All of lore.kernel.org
 help / color / mirror / Atom feed
From: Taylor Blau <me@ttaylorr.com>
To: git@vger.kernel.org
Cc: dstolee@microsoft.com, gitster@pobox.com, martin.agren@gmail.com,
	peff@peff.net, szeder.dev@gmail.com
Subject: [PATCH 4/7] builtin/commit-graph.c: introduce split strategy 'replace'
Date: Mon, 13 Apr 2020 22:04:17 -0600	[thread overview]
Message-ID: <50d2e005ac685ad771e2450222b52474fd3cbde4.1586836700.git.me@ttaylorr.com> (raw)
In-Reply-To: <cover.1586836700.git.me@ttaylorr.com>

When using split commit-graphs, it is sometimes useful to completely
replace the commit-graph chain with a new base.
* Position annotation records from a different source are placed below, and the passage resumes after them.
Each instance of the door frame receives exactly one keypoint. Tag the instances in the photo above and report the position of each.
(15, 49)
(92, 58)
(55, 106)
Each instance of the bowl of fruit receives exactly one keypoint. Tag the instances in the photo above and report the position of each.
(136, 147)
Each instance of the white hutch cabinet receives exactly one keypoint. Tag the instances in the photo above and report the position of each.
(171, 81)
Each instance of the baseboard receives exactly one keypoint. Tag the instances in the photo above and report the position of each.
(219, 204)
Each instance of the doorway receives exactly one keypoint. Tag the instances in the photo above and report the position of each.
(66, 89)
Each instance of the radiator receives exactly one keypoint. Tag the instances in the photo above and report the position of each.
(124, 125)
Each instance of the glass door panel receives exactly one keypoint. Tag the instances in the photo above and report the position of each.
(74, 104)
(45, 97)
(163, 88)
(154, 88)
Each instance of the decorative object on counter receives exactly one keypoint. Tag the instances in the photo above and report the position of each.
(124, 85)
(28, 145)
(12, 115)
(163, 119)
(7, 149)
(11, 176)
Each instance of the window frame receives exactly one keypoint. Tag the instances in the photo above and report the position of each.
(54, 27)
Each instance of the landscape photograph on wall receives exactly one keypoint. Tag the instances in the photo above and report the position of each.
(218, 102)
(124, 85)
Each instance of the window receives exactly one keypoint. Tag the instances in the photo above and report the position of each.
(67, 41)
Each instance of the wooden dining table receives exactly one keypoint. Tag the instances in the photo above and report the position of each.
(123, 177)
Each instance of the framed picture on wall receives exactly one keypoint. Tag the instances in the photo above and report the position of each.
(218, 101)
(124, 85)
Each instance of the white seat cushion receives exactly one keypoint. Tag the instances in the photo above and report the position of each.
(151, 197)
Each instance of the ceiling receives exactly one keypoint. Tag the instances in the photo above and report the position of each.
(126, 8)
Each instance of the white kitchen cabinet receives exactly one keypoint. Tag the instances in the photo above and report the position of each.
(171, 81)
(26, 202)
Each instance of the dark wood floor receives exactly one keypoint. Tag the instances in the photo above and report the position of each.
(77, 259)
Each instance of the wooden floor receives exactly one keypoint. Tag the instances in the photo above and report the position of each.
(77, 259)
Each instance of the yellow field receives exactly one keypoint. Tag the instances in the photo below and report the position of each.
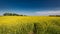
(25, 25)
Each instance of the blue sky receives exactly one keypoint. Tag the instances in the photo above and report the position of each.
(30, 7)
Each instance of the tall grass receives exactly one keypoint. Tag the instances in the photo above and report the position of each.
(29, 25)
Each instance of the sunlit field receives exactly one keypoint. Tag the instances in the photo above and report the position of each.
(29, 25)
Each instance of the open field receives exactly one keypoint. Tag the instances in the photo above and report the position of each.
(29, 25)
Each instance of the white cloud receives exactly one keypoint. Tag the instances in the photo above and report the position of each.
(47, 12)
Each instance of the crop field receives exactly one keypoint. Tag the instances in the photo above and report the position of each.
(29, 25)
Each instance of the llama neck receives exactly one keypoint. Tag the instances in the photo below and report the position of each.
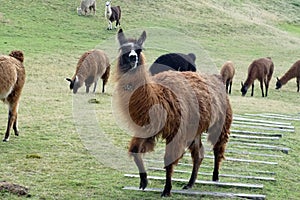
(250, 79)
(291, 73)
(108, 12)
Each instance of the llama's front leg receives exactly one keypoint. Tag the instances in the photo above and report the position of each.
(298, 81)
(262, 88)
(267, 87)
(219, 151)
(252, 90)
(168, 184)
(10, 123)
(95, 86)
(197, 153)
(136, 148)
(109, 25)
(230, 85)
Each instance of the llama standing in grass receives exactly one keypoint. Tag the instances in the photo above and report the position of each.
(261, 69)
(174, 61)
(293, 72)
(176, 106)
(12, 79)
(227, 72)
(91, 66)
(112, 14)
(86, 5)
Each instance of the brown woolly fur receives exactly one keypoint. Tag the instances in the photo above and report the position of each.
(91, 66)
(12, 79)
(261, 69)
(293, 72)
(227, 72)
(175, 106)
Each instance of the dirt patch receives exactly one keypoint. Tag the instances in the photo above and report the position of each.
(14, 189)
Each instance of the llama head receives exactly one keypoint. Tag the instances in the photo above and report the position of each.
(18, 55)
(108, 3)
(244, 89)
(74, 84)
(130, 51)
(79, 11)
(278, 84)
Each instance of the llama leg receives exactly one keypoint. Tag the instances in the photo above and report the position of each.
(227, 86)
(168, 184)
(15, 126)
(197, 153)
(219, 147)
(109, 25)
(267, 87)
(252, 90)
(298, 81)
(103, 85)
(137, 147)
(262, 88)
(12, 116)
(95, 86)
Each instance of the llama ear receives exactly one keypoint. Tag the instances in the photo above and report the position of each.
(121, 37)
(142, 38)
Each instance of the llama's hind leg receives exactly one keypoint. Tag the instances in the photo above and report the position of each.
(197, 153)
(219, 151)
(12, 118)
(137, 147)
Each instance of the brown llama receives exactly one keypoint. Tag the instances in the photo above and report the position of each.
(261, 69)
(112, 13)
(175, 106)
(12, 79)
(293, 72)
(91, 66)
(227, 72)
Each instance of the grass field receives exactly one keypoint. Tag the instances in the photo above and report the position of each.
(57, 158)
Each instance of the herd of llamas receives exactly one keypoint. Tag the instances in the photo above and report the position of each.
(170, 100)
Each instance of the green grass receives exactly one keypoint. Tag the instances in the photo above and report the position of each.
(51, 155)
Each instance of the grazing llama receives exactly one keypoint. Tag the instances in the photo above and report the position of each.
(91, 66)
(175, 106)
(12, 79)
(227, 72)
(112, 13)
(261, 69)
(293, 72)
(174, 61)
(86, 5)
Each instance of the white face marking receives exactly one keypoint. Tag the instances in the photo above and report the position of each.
(133, 53)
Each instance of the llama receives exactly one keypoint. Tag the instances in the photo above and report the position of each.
(227, 72)
(85, 5)
(261, 69)
(112, 14)
(175, 106)
(293, 72)
(12, 79)
(91, 66)
(174, 61)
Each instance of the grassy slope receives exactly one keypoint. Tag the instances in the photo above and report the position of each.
(53, 37)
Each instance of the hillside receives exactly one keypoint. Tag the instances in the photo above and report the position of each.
(50, 156)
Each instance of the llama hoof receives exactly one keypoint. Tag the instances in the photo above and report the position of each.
(143, 184)
(165, 194)
(186, 187)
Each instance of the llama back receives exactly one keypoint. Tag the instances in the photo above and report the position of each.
(293, 72)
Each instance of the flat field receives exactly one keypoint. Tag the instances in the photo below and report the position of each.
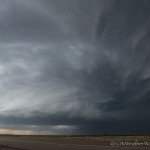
(45, 142)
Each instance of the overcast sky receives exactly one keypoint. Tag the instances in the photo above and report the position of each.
(75, 66)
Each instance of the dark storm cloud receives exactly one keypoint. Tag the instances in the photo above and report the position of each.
(74, 65)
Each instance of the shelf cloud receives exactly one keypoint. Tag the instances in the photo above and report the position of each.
(74, 67)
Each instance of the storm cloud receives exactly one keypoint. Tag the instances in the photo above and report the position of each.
(75, 67)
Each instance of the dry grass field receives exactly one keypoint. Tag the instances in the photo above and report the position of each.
(26, 142)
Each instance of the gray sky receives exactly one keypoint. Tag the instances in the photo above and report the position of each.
(74, 67)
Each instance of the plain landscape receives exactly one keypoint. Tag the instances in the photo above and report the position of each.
(69, 142)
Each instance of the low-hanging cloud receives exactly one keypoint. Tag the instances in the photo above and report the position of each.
(74, 66)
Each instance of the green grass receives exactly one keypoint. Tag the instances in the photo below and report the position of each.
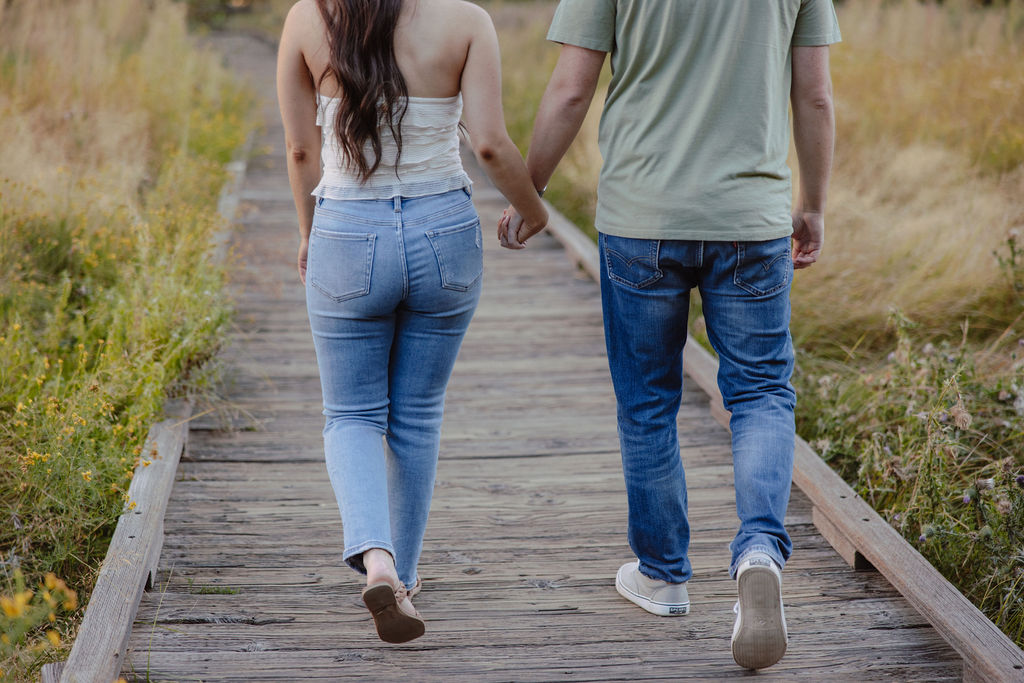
(111, 301)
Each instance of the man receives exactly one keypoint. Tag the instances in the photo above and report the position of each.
(695, 193)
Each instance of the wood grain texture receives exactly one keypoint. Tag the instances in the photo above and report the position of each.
(528, 520)
(853, 526)
(131, 559)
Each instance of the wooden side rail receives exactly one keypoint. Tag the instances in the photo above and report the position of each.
(130, 565)
(850, 524)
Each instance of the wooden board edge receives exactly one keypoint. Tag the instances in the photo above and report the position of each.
(987, 652)
(99, 645)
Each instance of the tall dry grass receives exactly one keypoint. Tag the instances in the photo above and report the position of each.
(909, 328)
(928, 181)
(116, 129)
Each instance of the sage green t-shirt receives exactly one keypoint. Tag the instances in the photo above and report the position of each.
(695, 128)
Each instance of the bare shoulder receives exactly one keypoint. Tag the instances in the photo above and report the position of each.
(303, 15)
(461, 15)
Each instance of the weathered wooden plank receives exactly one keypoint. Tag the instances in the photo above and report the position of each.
(131, 559)
(986, 650)
(528, 521)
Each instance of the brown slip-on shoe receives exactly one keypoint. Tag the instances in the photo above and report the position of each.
(393, 624)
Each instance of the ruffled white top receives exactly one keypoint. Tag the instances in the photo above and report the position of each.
(429, 164)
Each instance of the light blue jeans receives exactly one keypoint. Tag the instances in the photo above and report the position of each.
(744, 289)
(391, 286)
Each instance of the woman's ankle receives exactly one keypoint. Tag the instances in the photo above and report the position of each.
(380, 566)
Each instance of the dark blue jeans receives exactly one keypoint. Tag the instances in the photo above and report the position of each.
(744, 289)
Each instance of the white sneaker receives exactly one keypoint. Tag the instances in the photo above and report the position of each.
(759, 637)
(657, 597)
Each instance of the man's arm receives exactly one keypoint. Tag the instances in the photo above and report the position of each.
(559, 117)
(814, 136)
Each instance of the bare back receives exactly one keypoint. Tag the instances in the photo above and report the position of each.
(431, 44)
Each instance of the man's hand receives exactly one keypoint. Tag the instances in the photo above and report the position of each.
(808, 238)
(508, 229)
(513, 230)
(303, 257)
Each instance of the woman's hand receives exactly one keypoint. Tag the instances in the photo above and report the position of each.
(513, 230)
(303, 257)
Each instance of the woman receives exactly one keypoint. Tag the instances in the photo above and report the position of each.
(390, 250)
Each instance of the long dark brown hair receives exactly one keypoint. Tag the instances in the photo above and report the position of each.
(360, 42)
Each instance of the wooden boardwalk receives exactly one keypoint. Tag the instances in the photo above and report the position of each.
(527, 526)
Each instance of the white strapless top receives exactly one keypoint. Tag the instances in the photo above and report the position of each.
(429, 164)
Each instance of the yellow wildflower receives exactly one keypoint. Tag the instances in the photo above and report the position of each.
(9, 607)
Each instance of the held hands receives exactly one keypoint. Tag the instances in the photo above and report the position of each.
(513, 230)
(302, 259)
(808, 238)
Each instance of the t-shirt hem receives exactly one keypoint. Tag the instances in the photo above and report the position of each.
(420, 188)
(723, 235)
(564, 38)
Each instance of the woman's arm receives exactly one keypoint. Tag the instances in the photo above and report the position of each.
(481, 92)
(297, 98)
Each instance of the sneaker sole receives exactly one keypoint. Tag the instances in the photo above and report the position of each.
(760, 640)
(659, 608)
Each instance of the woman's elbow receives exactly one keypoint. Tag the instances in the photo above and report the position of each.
(491, 147)
(300, 153)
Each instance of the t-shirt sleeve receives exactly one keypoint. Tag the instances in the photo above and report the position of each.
(816, 24)
(589, 24)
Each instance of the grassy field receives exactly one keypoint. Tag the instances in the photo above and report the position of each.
(116, 132)
(910, 328)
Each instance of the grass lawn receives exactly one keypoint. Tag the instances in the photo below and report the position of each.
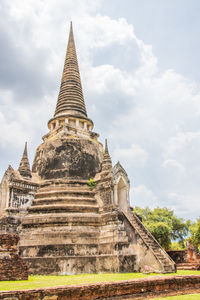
(39, 281)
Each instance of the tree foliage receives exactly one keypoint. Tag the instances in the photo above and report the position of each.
(163, 225)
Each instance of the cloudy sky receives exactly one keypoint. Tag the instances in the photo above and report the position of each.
(139, 63)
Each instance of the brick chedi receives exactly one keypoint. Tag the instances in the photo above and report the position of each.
(72, 227)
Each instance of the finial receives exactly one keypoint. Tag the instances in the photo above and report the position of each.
(106, 146)
(24, 167)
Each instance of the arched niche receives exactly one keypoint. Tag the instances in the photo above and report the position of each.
(122, 194)
(4, 194)
(121, 187)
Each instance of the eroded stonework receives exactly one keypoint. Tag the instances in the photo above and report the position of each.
(68, 226)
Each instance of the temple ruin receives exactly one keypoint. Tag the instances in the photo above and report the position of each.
(66, 225)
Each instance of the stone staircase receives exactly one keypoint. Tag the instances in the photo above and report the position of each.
(188, 266)
(168, 265)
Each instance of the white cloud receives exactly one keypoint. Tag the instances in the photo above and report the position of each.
(135, 155)
(142, 196)
(151, 117)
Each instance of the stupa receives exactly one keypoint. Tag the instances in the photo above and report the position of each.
(78, 219)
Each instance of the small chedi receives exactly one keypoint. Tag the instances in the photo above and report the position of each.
(72, 210)
(12, 266)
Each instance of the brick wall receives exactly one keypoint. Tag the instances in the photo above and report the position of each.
(154, 285)
(12, 266)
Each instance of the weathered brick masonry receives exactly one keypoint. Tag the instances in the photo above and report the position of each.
(12, 266)
(138, 287)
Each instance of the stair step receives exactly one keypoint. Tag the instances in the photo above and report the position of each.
(72, 192)
(65, 200)
(63, 208)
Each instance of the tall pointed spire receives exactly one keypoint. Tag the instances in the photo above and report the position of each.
(70, 99)
(24, 167)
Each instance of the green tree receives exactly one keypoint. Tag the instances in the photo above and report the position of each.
(195, 232)
(163, 225)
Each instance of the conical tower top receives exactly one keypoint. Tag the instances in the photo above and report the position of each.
(70, 98)
(24, 167)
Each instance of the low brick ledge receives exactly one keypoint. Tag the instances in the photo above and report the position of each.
(145, 287)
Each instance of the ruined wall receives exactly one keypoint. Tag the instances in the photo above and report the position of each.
(12, 267)
(144, 288)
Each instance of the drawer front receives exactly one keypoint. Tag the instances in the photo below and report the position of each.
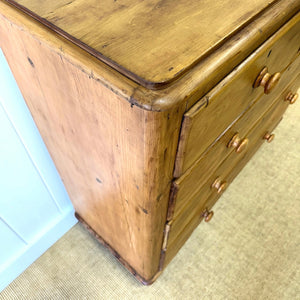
(206, 120)
(184, 187)
(182, 226)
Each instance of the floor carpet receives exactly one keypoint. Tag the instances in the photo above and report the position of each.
(250, 250)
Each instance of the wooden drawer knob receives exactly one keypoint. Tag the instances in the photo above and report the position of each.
(219, 185)
(291, 97)
(266, 80)
(269, 137)
(207, 215)
(237, 143)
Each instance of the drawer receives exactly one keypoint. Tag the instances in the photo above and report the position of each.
(183, 225)
(210, 117)
(184, 187)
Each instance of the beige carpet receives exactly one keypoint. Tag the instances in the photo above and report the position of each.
(250, 250)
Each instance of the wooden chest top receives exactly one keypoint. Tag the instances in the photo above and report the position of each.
(152, 42)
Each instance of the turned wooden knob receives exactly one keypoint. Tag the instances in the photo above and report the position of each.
(207, 215)
(291, 97)
(237, 143)
(269, 137)
(219, 185)
(266, 80)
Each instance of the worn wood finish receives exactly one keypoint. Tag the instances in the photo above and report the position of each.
(233, 95)
(121, 33)
(113, 139)
(116, 160)
(184, 187)
(182, 228)
(189, 88)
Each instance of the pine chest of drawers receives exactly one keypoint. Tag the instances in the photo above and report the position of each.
(151, 108)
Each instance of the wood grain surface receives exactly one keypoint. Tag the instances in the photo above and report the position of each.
(183, 227)
(115, 159)
(184, 187)
(152, 42)
(206, 120)
(188, 88)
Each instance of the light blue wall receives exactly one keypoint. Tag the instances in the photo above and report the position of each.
(35, 210)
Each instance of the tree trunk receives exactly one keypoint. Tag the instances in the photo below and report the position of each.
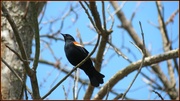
(21, 13)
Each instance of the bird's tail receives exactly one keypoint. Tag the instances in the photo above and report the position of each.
(95, 77)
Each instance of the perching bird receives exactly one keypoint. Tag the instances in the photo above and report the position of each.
(75, 53)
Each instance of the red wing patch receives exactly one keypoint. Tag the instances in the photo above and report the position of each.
(77, 44)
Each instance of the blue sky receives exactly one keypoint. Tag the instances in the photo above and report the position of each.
(147, 11)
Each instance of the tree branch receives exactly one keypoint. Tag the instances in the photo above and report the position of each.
(134, 66)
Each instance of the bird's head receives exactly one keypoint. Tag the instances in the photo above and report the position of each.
(68, 37)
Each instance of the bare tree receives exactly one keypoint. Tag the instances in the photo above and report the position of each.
(19, 26)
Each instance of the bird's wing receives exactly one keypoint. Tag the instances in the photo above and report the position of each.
(81, 47)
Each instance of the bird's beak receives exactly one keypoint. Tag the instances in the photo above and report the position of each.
(62, 34)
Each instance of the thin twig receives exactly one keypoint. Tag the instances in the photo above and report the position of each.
(35, 29)
(158, 95)
(104, 15)
(135, 66)
(78, 65)
(144, 54)
(16, 53)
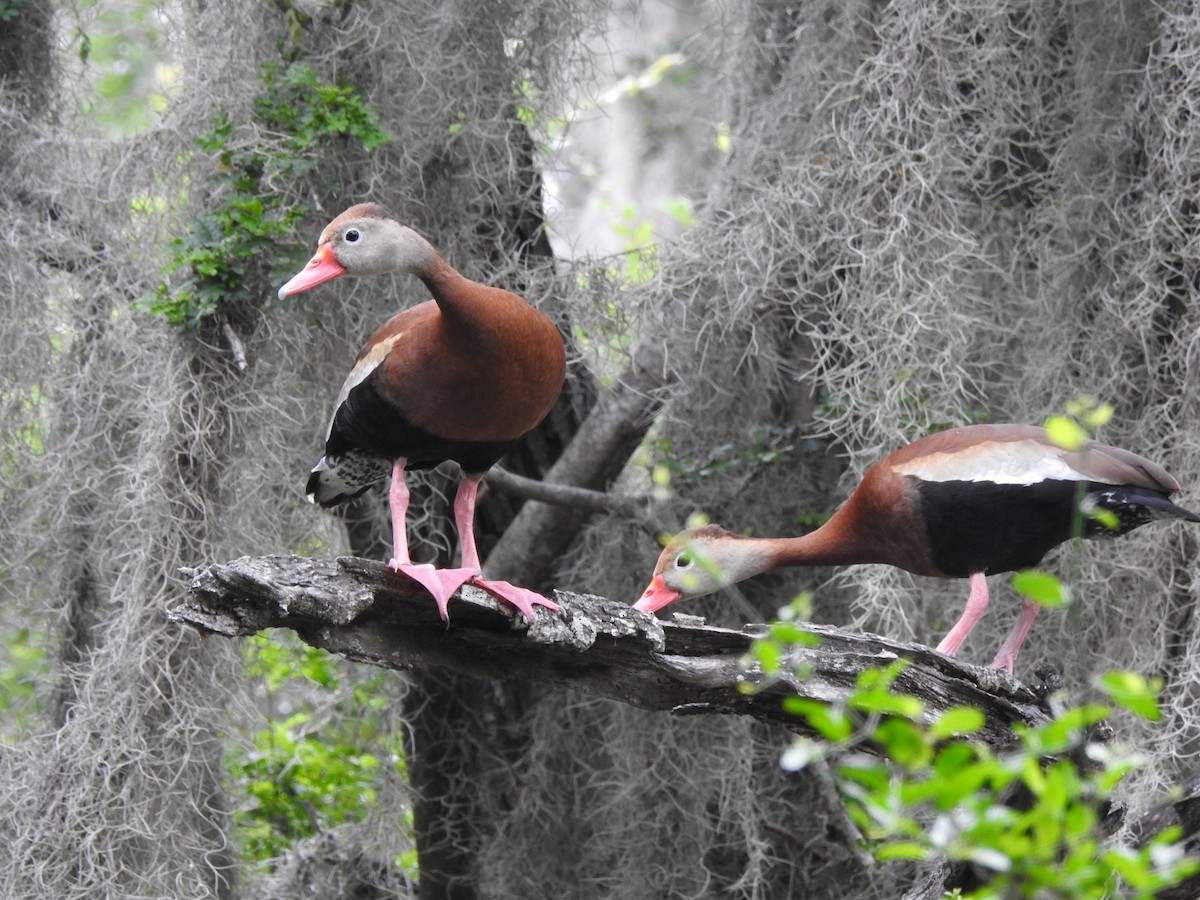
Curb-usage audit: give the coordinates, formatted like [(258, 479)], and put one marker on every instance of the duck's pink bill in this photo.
[(322, 268)]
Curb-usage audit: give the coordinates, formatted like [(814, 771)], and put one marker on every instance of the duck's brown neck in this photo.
[(828, 545)]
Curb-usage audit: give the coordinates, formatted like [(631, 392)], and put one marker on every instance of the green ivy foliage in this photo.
[(1030, 820), (306, 772), (232, 255)]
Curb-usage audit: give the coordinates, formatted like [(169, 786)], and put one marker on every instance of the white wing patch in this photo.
[(365, 366), (1013, 462)]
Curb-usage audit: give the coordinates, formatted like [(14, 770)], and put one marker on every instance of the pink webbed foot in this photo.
[(521, 598), (439, 582)]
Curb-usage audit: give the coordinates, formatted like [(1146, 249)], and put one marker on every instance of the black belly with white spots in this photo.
[(982, 526), (367, 425)]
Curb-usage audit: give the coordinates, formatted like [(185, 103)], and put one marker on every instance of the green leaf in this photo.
[(1042, 588), (1066, 432)]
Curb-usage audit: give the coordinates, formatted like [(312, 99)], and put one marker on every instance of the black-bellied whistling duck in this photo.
[(964, 503), (459, 377)]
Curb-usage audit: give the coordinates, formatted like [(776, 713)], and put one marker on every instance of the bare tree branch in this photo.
[(581, 498), (364, 611), (618, 421)]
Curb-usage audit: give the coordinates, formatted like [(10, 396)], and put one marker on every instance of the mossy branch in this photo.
[(364, 611)]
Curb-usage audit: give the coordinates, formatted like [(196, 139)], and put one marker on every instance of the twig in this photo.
[(568, 496)]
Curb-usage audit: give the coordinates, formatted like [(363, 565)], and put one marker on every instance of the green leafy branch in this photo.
[(1030, 821), (232, 255)]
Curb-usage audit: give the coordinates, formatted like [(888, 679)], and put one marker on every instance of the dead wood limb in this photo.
[(364, 611), (599, 450), (581, 498)]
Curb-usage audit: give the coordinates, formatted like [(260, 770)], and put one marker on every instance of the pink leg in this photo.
[(465, 519), (439, 582), (976, 605), (1006, 658)]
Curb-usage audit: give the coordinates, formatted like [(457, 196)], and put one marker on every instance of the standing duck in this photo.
[(964, 503), (459, 377)]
For example, consider a scenario in which a repository builds a new
commit-graph incremental for each push. Occasionally (say, after some
fixed number of pushes), they may wish to rebuild the commit-graph chain
with all reachable commits.

They can do so with

  $ git commit-graph write --reachable

but this removes the chain entirely and replaces it with a single
commit-graph in 'objects/info/commit-graph'. Unfortunately, this means
that the next push will have to move this commit-graph into the first
layer of a new chain, and then write its new commits on top.

Avoid such copying entirely by allowing the caller to specify that they
wish to replace the entirety of their commit-graph chain, while also
specifying that the new commit-graph should become the basis of a fresh,
length-one chain.

This addresses the above situation by making it possible for the caller
to instead write:

  $ git commit-graph write --reachable --split=replace

which writes a new length-one chain to 'objects/info/commit-graphs',
making the commit-graph incremental generated by the subsequent push
relatively cheap by avoiding the aforementioned copy.

In order to do this, remove an assumption in 'write_commit_graph_file'
that chains are always at least two incrementals long.

Signed-off-by: Taylor Blau <me@ttaylorr.com>
---
 Documentation/git-commit-graph.txt |  7 ++--
 builtin/commit-graph.c             |  2 ++
 commit-graph.c                     | 53 ++++++++++++++++++++++--------
 commit-graph.h                     |  3 +-
 t/t5324-split-commit-graph.sh      | 19 +++++++++++
 5 files changed, 66 insertions(+), 18 deletions(-)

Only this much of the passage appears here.